You didn’t mention the reason why you have a frozen shoulder (also known as adhesive capsulitis). Sometimes the underlying cause (if there is one) is a predictor of what will happen or how to best treat it. For example, patients with diabetes who develop a frozen shoulder have a longer course of recovery with variable results compared to someone who may have fallen onto an outstretched hand or on to the elbow/upper arm.
Without that information, we will proceed as if you have primary adhesive capsulitis (no precipitating cause). The first thing to be aware of is that it can take 12 to 18 months (or longer) to move through the various stages of such a frozen shoulder.
Exercises can be helpful but they should be done based on how irritable the affected tissues are (low, moderate, high). For example, someone with high irritability has pain that limits motion and function. Someone with low irritability may have slightly restricted motion with stiffness, but no pain.
For patients with primary adhesive capsulitis (remember primary means it wasn’t caused by something else like diabetes), the patient usually begins with high irritability. As the condition gets better, the level of irritability goes down to moderate, and then to low.
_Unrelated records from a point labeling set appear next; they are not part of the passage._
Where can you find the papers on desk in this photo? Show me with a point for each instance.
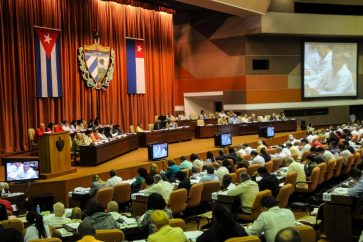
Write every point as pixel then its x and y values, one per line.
pixel 64 233
pixel 215 194
pixel 193 235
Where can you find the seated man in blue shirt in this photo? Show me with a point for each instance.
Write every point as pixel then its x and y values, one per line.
pixel 357 189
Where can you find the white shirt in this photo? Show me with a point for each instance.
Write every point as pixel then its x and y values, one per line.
pixel 113 181
pixel 32 233
pixel 162 187
pixel 271 222
pixel 258 160
pixel 221 172
pixel 54 221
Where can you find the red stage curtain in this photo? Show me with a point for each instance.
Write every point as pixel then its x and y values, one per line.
pixel 19 106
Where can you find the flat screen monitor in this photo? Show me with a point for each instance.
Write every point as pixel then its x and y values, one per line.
pixel 157 151
pixel 223 139
pixel 267 132
pixel 21 169
pixel 329 70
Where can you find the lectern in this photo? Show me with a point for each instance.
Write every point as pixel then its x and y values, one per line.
pixel 55 154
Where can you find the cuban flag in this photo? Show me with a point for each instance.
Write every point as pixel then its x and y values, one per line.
pixel 135 66
pixel 48 64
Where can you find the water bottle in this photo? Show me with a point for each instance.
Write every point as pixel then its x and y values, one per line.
pixel 37 209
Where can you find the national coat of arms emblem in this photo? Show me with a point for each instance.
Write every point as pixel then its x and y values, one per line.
pixel 97 64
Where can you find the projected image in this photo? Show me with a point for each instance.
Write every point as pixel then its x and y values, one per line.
pixel 21 170
pixel 330 69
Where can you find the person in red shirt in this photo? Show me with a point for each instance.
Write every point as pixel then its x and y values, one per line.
pixel 39 132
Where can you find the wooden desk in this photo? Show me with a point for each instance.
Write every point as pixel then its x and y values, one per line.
pixel 339 214
pixel 193 123
pixel 94 155
pixel 209 131
pixel 165 136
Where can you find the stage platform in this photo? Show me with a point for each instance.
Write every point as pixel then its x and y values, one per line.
pixel 126 165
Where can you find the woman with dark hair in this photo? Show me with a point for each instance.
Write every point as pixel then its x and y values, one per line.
pixel 210 157
pixel 155 202
pixel 37 229
pixel 136 185
pixel 223 226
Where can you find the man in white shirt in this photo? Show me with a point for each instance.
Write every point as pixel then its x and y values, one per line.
pixel 257 159
pixel 161 187
pixel 57 219
pixel 272 220
pixel 247 191
pixel 220 171
pixel 114 179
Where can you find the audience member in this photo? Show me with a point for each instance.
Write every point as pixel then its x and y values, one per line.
pixel 155 202
pixel 114 179
pixel 227 183
pixel 184 181
pixel 87 232
pixel 97 183
pixel 272 220
pixel 57 219
pixel 136 185
pixel 268 181
pixel 165 233
pixel 223 226
pixel 161 187
pixel 36 229
pixel 246 190
pixel 210 176
pixel 288 235
pixel 185 164
pixel 96 215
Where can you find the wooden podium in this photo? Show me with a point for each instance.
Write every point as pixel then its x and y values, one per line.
pixel 55 154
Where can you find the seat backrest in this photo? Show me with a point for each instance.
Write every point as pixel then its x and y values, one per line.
pixel 177 200
pixel 46 240
pixel 13 223
pixel 238 172
pixel 250 238
pixel 356 160
pixel 208 188
pixel 256 207
pixel 177 222
pixel 284 195
pixel 195 195
pixel 121 193
pixel 322 167
pixel 110 235
pixel 234 177
pixel 307 233
pixel 31 134
pixel 200 122
pixel 269 166
pixel 348 165
pixel 338 166
pixel 314 178
pixel 252 169
pixel 104 196
pixel 276 162
pixel 329 170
Early on during the painful, high irritability stage, short-duration gentle range-of-motion may be best. The result will be to decrease pain and muscle guarding with the net effect of increasing shoulder and arm motion. This is where many people get stuck. They overstretch the tissues causing a cycle of pain, tissue damage, fibrosis (scar tissue formation), and then stiffness. Further forceful stretching starts the cycle over again.
Assessment of irritability begins with a sleep history. Can you sleep through the night? Can you lie on that side for more than an hour? If yes, you are probably in the low irritability phase and can tolerate a more vigorous program of stretching exercises. A second way to determine level of irritability is to see if the primary problem is pain or stiffness. Stiffness is a sign of fibrosis (scarring). Pain is an indication that there is an inflammatory process going on.
If you have been down this path carefully and under the supervision of a physical therapist without results,then surgery may be advised. Under anesthesia, the surgeon may manipulate (move) the shoulder. With the muscles around the shoulder completely relaxed, the surgeon can put the shoulder through its full range-of-motion, breaking any adhesions present in all directions.
There are some potential problems with manipulation such as fractures or dislocations. It’s not a good procedure for anyone with bone loss or who can’t perform the necessary follow-up program of exercises. Open incision surgery isn’t really done on a frozen shoulder. The surgeon may go into the joint using an arthroscope and release the joint capsule This isn’t always the best option since bleeding into the joint from this procedure can cause the formation of more scar tissue.
It sounds like your next step is to go back to your physician for a discussion of your situation and a change in the plan of care. There may be some treatment options left to consider but an exam is needed first to find out where you are in the process and to determine what might work best for you.